「スマホのあおり食った」は一面的な見方、回復鮮明なデジカメ市場をけん引する機種
スマートフォンの普及などで低調だったカメラ市場だが、2022年は回復が鮮明になった。カメラ映像機器工業会(CIPA)によると、1―10月のデジタルカメラの出荷額は前年同期比38・4%増の約5460億円と好調に推移している。
このうち一眼レフカメラの出荷額は同5・6%減の約721億円となった一方、ミラーレスカメラは同61・5%増の約4168億円に拡大。19年にミラーレスの出荷額が一眼レフを上回って以降、ミラーレスが市場をけん引する構図が続く。
ミラーレスはレンズが捉えた景色を反射する鏡(ミラー)を必要としないため、一眼レフよりも小型・軽量化できる。持ち運びのしやすさが、顧客の購買意欲を高めている。

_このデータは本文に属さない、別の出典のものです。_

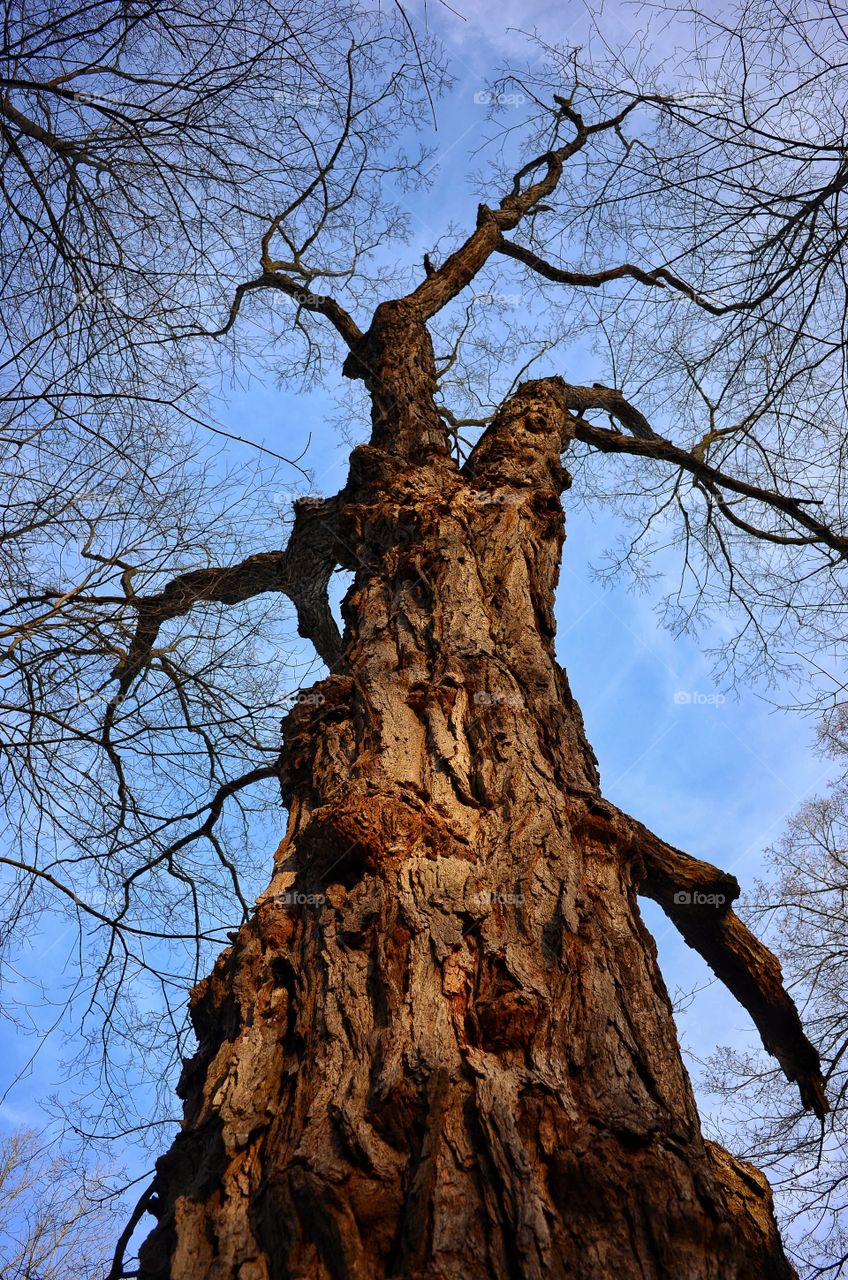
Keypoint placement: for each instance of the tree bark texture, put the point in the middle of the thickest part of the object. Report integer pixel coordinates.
(442, 1046)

こうした潮流を踏まえ、各社は22年も相次いでミラーレスの新製品を発表した。キヤノンの「EOS R6 Mark Ⅱ」、ニコンの「Z30」、富士フイルムの「FUJIFILM X―T5」、ソニーの「α7R V」などだ。
ニコンは一眼レフの開発停止を明らかにするなど、各社はミラーレスに注力する姿勢を強めている。「高単価・高付加価値の機種が売れる傾向がここ数年続いている」(CIPA)ことが各社のカメラ事業の業績底上げに寄与していることから考えても、ミラーレス重視の流れは続きそうだ。
性能の高いカメラ機能を備えるスマホの台頭がデジタルカメラの需要減に結びつく懸念は残るものの、CIPAは「デジタルカメラがスマホのあおりを食ったという見方は一面的だ」と強調。スマホの存在により、カメラの潜在需要が広がったとする。
コロナ禍では半導体の需要拡大や供給網の混乱などを背景に、カメラに必要な部品も不足。顧客への製品販売が滞る状況も散見されていたが、ようやく正常化しつつある。各社はこうした追い風に慢心せず、顧客の望む商品をタイムリーに届けるという地道な活動が問われ続ける。